OB Stephan Keller im DQ-Interview

Oberbürgermeister Dr. Stephan Keller ist in dieser Woche seit 100 Tagen im Amt. Im Interview mit Düsseldorf Queer spricht der CDU-Politiker über die vielfältige städtische Unterstützung für die LSBTIQ*-Community der Landeshauptstadt.

Bild: OB Stephan Keller
Dr. Stephan Keller (CDU) ist seit November 2020 neuer Oberbürgermeister der Landeshauptstadt Düsseldorf. // Foto: Norbert Hüttermann/Landeshauptstadt Düsseldorf

Herr Dr. Keller, seit gut drei Monaten sind Sie neuer Oberbürgermeister von Düsseldorf und schon in den ersten Wochen Ihrer Amtszeit hing die Regenbogenfahne gleich zweimal am Rathaus, worüber sich die Community sehr gefreut hat. Was kann die LSBTIQ*-Community der Landeshauptstadt von Ihnen und der kürzlich vereinbarten schwarz-grünen Kooperation erwarten?


Düsseldorf ist eine tolerante weltoffene Stadt mit einer sehr bunten und aktiven Community. Als Oberbürgermeister ist es mir ein Anliegen, dass sowohl in der Stadt als auch in der Stadtverwaltung, alle Menschen offen und selbstbestimmt leben und arbeiten können und wir als Arbeitgeberin auch Vorbild für andere Unternehmen sind.


In meinem ersten Monat als Oberbürgermeister habe ich bereits mehrere Aktionen gerne unterstützt, u.a. habe ich am 11. November den DiverseCity-Kongress unter dem Motto "Voneinander Lernen - Lebens- und Arbeitswelten von LSBTIQ+" eröffnet, den die Landeshauptstadt gemeinsam mit dem Völklinger Kreis e.V. durchführt hat. Im vergangenen Jahr habe ich die lokale LSBTIQ+ Community als sehr stark und engagiert erlebt und freue mich beispielsweise über die Kreativität bei der Umsetzung alternativer, Corona-konformer Veranstaltungen.

 

Schwarz-Grün will einen Aktionsplan LSBTIQ* auflegen, der allen Maßnahmen einen konzeptionellen Rahmen gibt. Nach den Erfahrungen mit entsprechenden Aktionsplänen – u.a. auch beim Land NRW – ist dies eine Riesenaufgabe. Für die Koordination soll das Gleichstellungsbüro der Stadt zuständig sein – ohne allerdings personell besser aufgestellt zu werden. Wie kann das gelingen?


In der Kooperationsvereinbarung des neuen Gestaltungsbündnisses aus CDU und Bündnis 90/Die Grünen ist der Bereich LSBTIQ+ klar benannt. Eine Stärkung der Community seitens der Stadt wird entsprechend erfolgen. Um umfangreicher als bislang für die Belange der Community ansprechbar zu sein, kann die Community von einer Stärkung des Themenbereiches LSBTIQ+ im zukünftigen Amt für Gleichstellung ausgehen. Die Wahlprüfsteine seitens des LSBTIQ+ Forums sind eine Grundlage für den Aktionsplan. Auf diese Weise werden die Bedarfe und Wünsche der Community aufgenommen und in den Aufbau zukünftiger Strukturen einfließen.

Bei der seit 2016 existierenden Trans*beratung Düsseldorf gibt es eine enorm hohe Nachfrage. Als eine der wenigen konkreten Maßnahmen ist in der schwarz-grünen Kooperationsvereinbarung die Rede von Festigung der Beratungsstelle und Ausbau der Angebote. Werden Sie die Aufstockung der bisherigen halben Stelle ermöglichen?

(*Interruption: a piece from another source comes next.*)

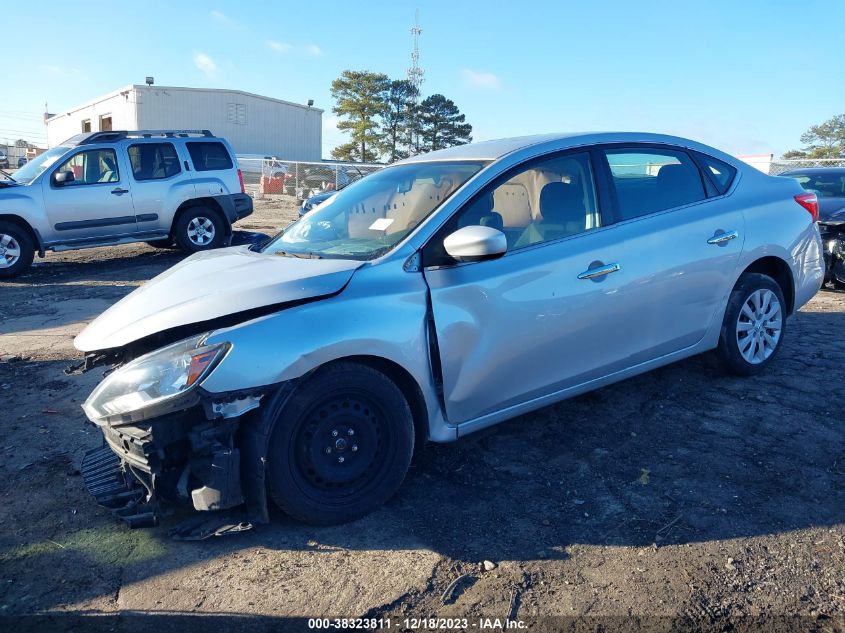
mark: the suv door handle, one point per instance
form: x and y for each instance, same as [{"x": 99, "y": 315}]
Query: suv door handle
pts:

Es hat sich gezeigt, dass die Einrichtung einer Trans*beratungsstelle in Düsseldorf notwendig und richtig war. In den vergangenen Jahren hat sich diese Beratungsstelle etabliert und wurde von vielen Betroffenen und Angehörigen aufgesucht. Ebenfalls wird die Fachexpertise von vielen Kolleg*innen anderer Beratungsstellen angefragt und sehr geschätzt. Der Bedarf überschreitet die Kapazitäten einer halben Stelle und soll, wie in der Kooperationsvereinbarung beschrieben, ausgebaut werden.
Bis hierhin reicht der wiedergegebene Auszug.